This chapter discusses the incorporation of genetic algorithms into machine learning. It does not present the principles of genetic algorithms (because it has been already done by many more or less large monographs) but rather focuses particularly on some important issues and enhancements of genetic algorithms design is faced by, namely: (a) the ways of initialization of a population for a genetic algorithm, (b) representation of chromosomes (individuals) in genetic algorithms (because it plays an influential role in the entire processing), and (c) discretization and fuzzification of numerical attributes for genetic algorithms (since they are not in its genuine form able to process these attributes). Furthermore, this chapter surveys new trends of dealing with the variable-length chromosomes and other issues related to the genetic learners. It concludes by discussing some directions of further improvement of the genetic learners, namely two topologies with the ‘meta’ level.
A machine learning algorithm induces descriptions of concepts (classes) of a given problem. The induction of concepts from databases consists of searching usually a huge space of possible concept descriptions. There exist several paradigms how to control this search, e.g., various statistical methods, logical/symbolic algorithms, neural nets, and the like. This chapter presents the paradigm of genetic algorithms for such a search. There are several projects of incorporating genetic algorithms into machine learning (ML); we would like to present our contribution to this field, called genetic learning.
Genetic algorithms (GAs) represent a relatively new efficient optimization technique for inducing new concepts. They emulate biological evolution and are utilized in optimization processes, similarly to simulated annealing, rough sets, and neural nets. The optimization is performed by processing a population (a set) of individuals. Each individual (chromosome) is usually divided into several substructures, called genes. An individual as a unit is in most applications represented by a binary string. For representation purposes, we distinguish fixed- and variable-length strings.
A designer of a GA has to provide an evaluation function, called fitness; it evaluates any individual (chromosome). Also the formulas/procedures for so-called genetic operators must be provided by the user (see their definitions below).

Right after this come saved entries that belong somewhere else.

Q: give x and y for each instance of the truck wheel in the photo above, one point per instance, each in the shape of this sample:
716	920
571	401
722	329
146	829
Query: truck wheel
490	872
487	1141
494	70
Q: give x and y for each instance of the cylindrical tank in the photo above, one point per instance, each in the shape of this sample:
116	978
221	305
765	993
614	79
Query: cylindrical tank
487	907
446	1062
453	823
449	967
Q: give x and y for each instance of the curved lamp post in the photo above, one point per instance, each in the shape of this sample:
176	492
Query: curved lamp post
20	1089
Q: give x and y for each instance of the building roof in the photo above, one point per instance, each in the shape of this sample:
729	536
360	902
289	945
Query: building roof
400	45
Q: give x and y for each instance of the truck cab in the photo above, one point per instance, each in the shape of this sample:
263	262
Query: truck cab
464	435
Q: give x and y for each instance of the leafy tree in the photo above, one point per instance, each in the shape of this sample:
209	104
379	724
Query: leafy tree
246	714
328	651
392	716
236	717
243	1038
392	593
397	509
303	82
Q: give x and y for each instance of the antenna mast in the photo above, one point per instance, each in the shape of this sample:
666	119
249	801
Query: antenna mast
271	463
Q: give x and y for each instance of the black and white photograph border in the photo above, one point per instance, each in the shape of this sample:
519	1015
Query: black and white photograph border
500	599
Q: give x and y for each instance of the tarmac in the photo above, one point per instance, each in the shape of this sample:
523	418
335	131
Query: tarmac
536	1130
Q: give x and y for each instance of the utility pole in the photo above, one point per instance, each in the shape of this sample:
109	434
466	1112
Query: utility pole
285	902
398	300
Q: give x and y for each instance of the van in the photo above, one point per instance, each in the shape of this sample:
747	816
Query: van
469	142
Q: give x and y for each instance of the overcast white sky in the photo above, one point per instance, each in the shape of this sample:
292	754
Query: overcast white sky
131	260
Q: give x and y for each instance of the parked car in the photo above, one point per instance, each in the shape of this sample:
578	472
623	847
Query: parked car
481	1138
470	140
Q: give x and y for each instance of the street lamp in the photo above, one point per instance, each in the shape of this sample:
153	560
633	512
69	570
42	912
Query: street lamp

GAs have become an attractive alternative to classical search algorithms for exploring large spaces of hypotheses (models, concept descriptions). They are two important characteristics of the search performed by a GA: the search is usually global and is parallel in nature since a GA processes not just a single individual (chromosome) but a large set (population) of individuals.
There exist both theoretical and experimental results showing that GAs can rapidly locate individuals with high fitness rating (even for very huge search spaces) by using a relatively small population of 50-100 individuals (chromosomes). This chapter, of course, does not present the principles of genetic algorithms; detailed and exhausted discussion can be found, e.g. in (Holland, 1975; De Jong, 1980; Grefenstette, 1986).Top
Research projects of incorporating (merging) genetic algorithms into the field of learning algorithms inducing concept descriptions can be divided into two categories.
In the first category, called external one, the actual concept description (model) is derived (induced) by a traditional machine learning algorithm and a GA serves as an evaluation or parameter-optimizing device. Behaviour of any performance system (not only a ML algorithm) exhibits several parameters that affect its behaviour; a suitable strategy for changing these parameters’ values improves performance of the system. How can a GA serve in this issue?
In one application, a GA plays a role of an evaluation device, and the performance system itself modifies its internal structure by GA’s evaluation characteristics.
In a more sophisticated application, a GA itself searches for a combination of parameters that improve the performance of a machine learning (performance) system. Here, the parameters are viewed as genes, and the genetic material of individuals (chromosomes) as a fixed-length string of genes.
Another application of GAs (De Jong, 1988): in some tasks, a simple vector of parameters is not adequate, but rather a more complex data structure of parameters is involved in controlling the behaviour of the performance system. Such a data structure can be ‘linearized’ into a binary string representation; however, the traditional genetic operators (namely, crossover and mutation) could produce illegal data structures (not having the sense in a given task). Therefore, representation-sensitive operators are to be designed and applied.